Reflecting on the future
As climate change impacts increase, the IOC is leading the way – through research, reflection and innovation – to shape the future of winter sport.
- In 2019 the IOC established two Future Host Commissions, for Summer and Winter editions of the Olympic Games, to monitor and encourage interest in Olympic hosting; and to explore future opportunities and challenges, to ensure resilience for the Olympic Movement and sport. Both Commissions are studying the current and potential future impact of climate change on the organisation of sports events and report to the IOC Executive Board (EB).
- Recent research led by the Future Host Commission for the Olympic Winter Games found that:
- There are currently 15 NOCs on three continents that already have at least 80 per cent of the venues needed for the Olympic Winter Games.
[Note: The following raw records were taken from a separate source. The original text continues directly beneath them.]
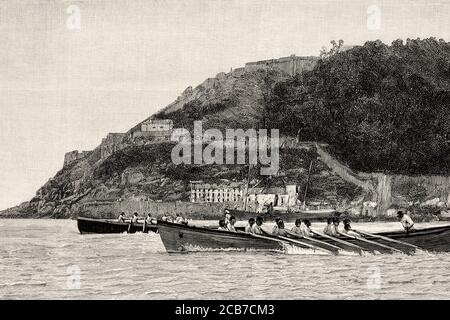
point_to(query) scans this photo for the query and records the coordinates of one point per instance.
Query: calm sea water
(49, 259)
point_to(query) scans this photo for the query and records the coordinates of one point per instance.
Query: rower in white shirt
(257, 226)
(230, 225)
(297, 228)
(406, 221)
(249, 226)
(306, 228)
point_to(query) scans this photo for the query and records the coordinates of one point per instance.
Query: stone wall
(402, 190)
(112, 209)
(111, 144)
(291, 65)
(73, 156)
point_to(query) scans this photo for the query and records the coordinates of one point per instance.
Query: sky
(72, 71)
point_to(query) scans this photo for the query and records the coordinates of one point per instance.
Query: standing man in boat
(297, 228)
(222, 225)
(306, 229)
(179, 219)
(135, 218)
(227, 217)
(121, 217)
(249, 226)
(329, 229)
(406, 221)
(149, 219)
(230, 225)
(279, 230)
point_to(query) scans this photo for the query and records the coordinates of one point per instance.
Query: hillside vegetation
(380, 107)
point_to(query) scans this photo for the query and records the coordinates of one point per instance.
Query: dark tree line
(380, 107)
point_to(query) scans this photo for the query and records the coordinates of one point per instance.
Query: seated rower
(306, 228)
(149, 219)
(222, 225)
(135, 218)
(280, 230)
(179, 219)
(121, 218)
(249, 226)
(230, 225)
(406, 221)
(330, 229)
(336, 222)
(275, 227)
(227, 217)
(348, 228)
(257, 226)
(297, 228)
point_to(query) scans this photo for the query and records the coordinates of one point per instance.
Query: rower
(297, 228)
(227, 217)
(279, 229)
(406, 221)
(222, 226)
(257, 226)
(179, 219)
(149, 219)
(276, 227)
(121, 218)
(348, 228)
(336, 222)
(249, 227)
(306, 228)
(230, 225)
(330, 230)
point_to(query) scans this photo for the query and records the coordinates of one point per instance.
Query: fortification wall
(291, 65)
(111, 144)
(111, 209)
(73, 156)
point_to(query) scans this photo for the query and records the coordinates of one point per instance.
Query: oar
(307, 245)
(283, 239)
(371, 242)
(388, 239)
(329, 245)
(348, 244)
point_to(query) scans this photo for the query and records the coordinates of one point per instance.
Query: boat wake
(296, 250)
(195, 248)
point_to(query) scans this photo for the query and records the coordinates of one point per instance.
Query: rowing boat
(435, 239)
(183, 238)
(88, 225)
(312, 215)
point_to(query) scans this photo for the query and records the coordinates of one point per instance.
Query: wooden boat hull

- By mid-century, two of these 15 NOCs will no longer have the necessary reliability for the Olympic Winter Games to be held in February, and five will not for the Paralympic Winter Games to be held in March, which means a pool of potential hosts reduced to around 10 or 13 NOCs.
- While this number will likely be further reduced by the end of the century due to the impact of climate change, under a mid-emissions scenario potential Olympic Winter Games hosts will exist until the late 21st century.
- The IOC Session responded to these findings by approving the principle of a double allocation for the Olympic Winter Games 2030 and 2034 by the IOC Members, should the appropriate conditions exist.
- In November 2023, the IOC EB opened Targeted Dialogues with the French National Olympic Committee (CNOSF) and the US Olympic and Paralympic Committee (USOPC), to explore their potential to host the Olympic Winter Games 2030 in the French Alps, and the Olympic Winter Games 2034 in Salt Lake City-Utah.
- The aim is to elect the hosts for both editions at the 142ndIOC Session in Paris in July 2024, to bring security for the Olympic Movement in solid traditional winter sport and climate-reliable hosts until 2034, while allowing the IOC time to reflect on the long-term future of the Winter Games, including various ideas around the economic and event delivery model.
- The Future Host Commission will report back to the EB on its strategic reflections. Topics under investigation could include: the notion of rotating the Winter Games within a pool of hosts; innovations and new technologies; co-hosting ice and snow events between different regions; and decentralising the organisation of the Olympic Winter Games to outsource certain competitions to experienced international and national event organisers who run world cups and world championships.